Aufstieg? Nein! Play-Offs? Nein! Enttäuschung? Mitnichten!!!

– geschrieben von Steve Seidlitz –

Die Saison 2018/2019 ist für die 1. Mannschaft der Saalebiber in den Büchern. Vor rund einem Monat ging sie mit einem Heimerfolg zu Ende. Das ist die Gelegenheit, einen ausführlichen Blick auf die vergangene Spielzeit zu werfen und in Form einer detaillierteren Analyse eine Bewertung vorzunehmen.

Um diese Bewertung möglichst objektiv und nachvollziehbar zu gestalten, lohnt sich ein kleiner Rückblick in das Jahr 2016: Die Saalebiber sind gerade aus der 1. Bundesliga abgestiegen. In Anbetracht der Tatsache, dass der Aufstieg ein Jahr zuvor am “grünen Tisch“ erfolgte, nicht wirklich überraschend, aber natürlich trotzdem bedauerlich. Jedoch sollte dies noch nicht der Tiefpunkt gewesen sein. In Folge des Abstiegs verließen 10 Spieler das Team, welche über Jahre hinweg der Mannschaft ihr Gesicht gegeben hatten. Eigentlich unnötig zu erwähnen, dass es sich dabei natürlich um zahlreiche Leistungsträger handelte, welche maßgeblich für die Erfolge mitverantwortlich gewesen waren. In diesem Zusammenhang von einem Umbruch zu reden, wäre eine Untertreibung. Vielmehr muss man von einer Runderneuerung sprechen, welche zum damaligen Zeitpunkt völlig offen ließ, in welche Richtung sich die Mannschaft entwickeln würde.
Ein harter Kern ergänzt von jüngeren Spielern, welchen bis dato eher wenig Spielzeit zu Teil wurde, und einige Akteure aus der 2. Mannschaft sowie externe Hoffnungsträger mussten als Team zusammenwachsen. Zusätzlich kam ein neuer Trainer, der in dieser Situation auch noch seine eigenen Ideen einbringen wollte.
Die Entwicklung der Mannschaft stand und steht immer an erster Stelle. Diesem Fakt sind sämtliche Erfolgsansprüche erst einmal unterzuordnen.
Der absoluten Lern- und Leistungsbereitschaft sowie dem Ehrgeiz des Teams ist es zu verdanken, dass am Ende der ersten gemeinsamen Saison 2016/2017 die Teilnahme an den Play-Offs stand.
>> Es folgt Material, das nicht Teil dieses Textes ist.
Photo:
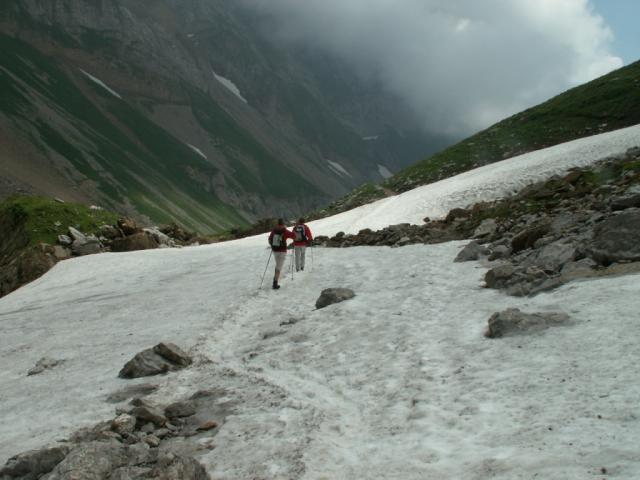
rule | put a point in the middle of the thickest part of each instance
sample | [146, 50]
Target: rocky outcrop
[617, 239]
[33, 464]
[329, 296]
[162, 358]
[138, 443]
[43, 364]
[514, 322]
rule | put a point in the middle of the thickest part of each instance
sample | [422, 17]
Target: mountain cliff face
[186, 111]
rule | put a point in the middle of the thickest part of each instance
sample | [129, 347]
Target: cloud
[460, 64]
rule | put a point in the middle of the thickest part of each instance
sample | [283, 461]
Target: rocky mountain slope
[192, 114]
[605, 104]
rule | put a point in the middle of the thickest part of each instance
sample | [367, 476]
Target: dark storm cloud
[461, 64]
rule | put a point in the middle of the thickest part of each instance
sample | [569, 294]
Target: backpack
[277, 239]
[301, 235]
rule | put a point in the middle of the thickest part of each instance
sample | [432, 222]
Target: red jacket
[284, 235]
[307, 234]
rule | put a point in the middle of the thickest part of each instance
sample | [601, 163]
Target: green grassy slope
[44, 218]
[127, 156]
[607, 103]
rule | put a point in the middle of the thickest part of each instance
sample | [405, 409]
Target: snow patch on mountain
[101, 83]
[384, 171]
[229, 85]
[489, 182]
[337, 168]
[398, 382]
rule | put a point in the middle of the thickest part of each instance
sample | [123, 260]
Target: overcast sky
[461, 64]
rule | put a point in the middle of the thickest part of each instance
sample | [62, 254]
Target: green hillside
[604, 104]
[607, 103]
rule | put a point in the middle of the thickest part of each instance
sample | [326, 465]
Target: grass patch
[605, 104]
[44, 218]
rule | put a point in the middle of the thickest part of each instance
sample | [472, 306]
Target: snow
[197, 150]
[337, 168]
[384, 172]
[481, 184]
[229, 85]
[397, 383]
[102, 84]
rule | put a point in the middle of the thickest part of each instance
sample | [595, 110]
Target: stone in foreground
[514, 322]
[329, 296]
[162, 358]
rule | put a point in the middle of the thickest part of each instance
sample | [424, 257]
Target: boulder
[179, 410]
[137, 241]
[124, 424]
[527, 237]
[128, 226]
[61, 253]
[162, 358]
[160, 237]
[514, 322]
[110, 232]
[173, 353]
[131, 391]
[627, 201]
[65, 240]
[472, 251]
[487, 228]
[553, 257]
[617, 239]
[33, 464]
[330, 296]
[499, 252]
[77, 235]
[147, 413]
[498, 277]
[43, 364]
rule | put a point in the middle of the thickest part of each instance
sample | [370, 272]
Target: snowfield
[397, 383]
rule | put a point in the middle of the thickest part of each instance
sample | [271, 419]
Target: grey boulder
[162, 358]
[514, 322]
[33, 464]
[617, 239]
[472, 251]
[329, 296]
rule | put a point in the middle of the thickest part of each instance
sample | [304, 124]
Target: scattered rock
[124, 424]
[137, 241]
[162, 358]
[617, 239]
[472, 251]
[33, 464]
[514, 322]
[487, 228]
[128, 226]
[173, 353]
[64, 240]
[43, 364]
[131, 391]
[147, 413]
[330, 296]
[527, 237]
[179, 409]
[210, 425]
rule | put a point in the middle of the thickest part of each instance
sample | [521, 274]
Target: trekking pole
[265, 269]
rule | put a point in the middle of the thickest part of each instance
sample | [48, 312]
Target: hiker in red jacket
[278, 241]
[302, 239]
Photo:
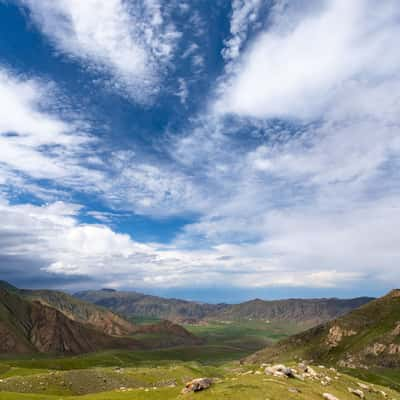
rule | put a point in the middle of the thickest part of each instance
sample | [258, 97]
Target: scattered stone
[279, 370]
[197, 385]
[328, 396]
[247, 373]
[364, 386]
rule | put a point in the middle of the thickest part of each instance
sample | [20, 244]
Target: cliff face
[31, 326]
[306, 311]
[81, 311]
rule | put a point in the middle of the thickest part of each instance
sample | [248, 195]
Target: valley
[148, 357]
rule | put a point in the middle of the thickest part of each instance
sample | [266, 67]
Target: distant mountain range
[27, 327]
[366, 337]
[55, 322]
[309, 312]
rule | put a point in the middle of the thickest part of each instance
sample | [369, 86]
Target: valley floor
[162, 373]
[67, 379]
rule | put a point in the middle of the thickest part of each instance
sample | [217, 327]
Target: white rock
[328, 396]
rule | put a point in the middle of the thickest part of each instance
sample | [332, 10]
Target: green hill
[366, 337]
[307, 312]
[27, 327]
[82, 311]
Dieser Erfolg war nicht zu erwarten und ist auf Grund der bereits genannten Umstände gar nicht hoch genug zu bewerten.
Es spricht für sich, dass das Team auch in der Folge nach mehr strebte und diesem Anspruch auch Taten folgen ließ. Die Saison 2017/2018 wurde die erfolgreichste, welche die Saalebiber jemals in der 2. Bundesliga gespielt haben. Als souveräner Tabellenerster konnte man sich erneut für die Play-Offs qualifizieren.

Es darf also keineswegs vergessen werden, wo diese Mannschaft herkommt und was sie bereits geleistet hat, wenn man die vergangene Spielzeit bewerten möchte.

Die Vorbereitung auf die Saison 2018/2019 gestaltete sich durchaus schwierig. Zum einen musste das bittere Aus in den Play-Offs der Vorsaison verarbeitet werden. Zum anderen bestand die latente Gefahr auf Grund der sehr erfolgreichen vorangegangen Spielzeit, nicht von Beginn an die nötige Bereitschaft alles zu investieren an den Tag zu legen. Eine geringe Trainingsbeteilung zog sich von der Vorbereitung später durch die ganze Saison. Außerdem erschwerten wenige Hallentrainingszeiten die Vorbereitung. Zudem ließ sowohl die Quantität als auch die eigene Qualität an bzw. in den Testspielen ziemlich zu wünschen übrig. Somit ging es mit dem Wissen nur bedingt konkurrenzfähig zu sein in diese Saison und die gezeigten Leistungen bestätigten diesen Eindruck.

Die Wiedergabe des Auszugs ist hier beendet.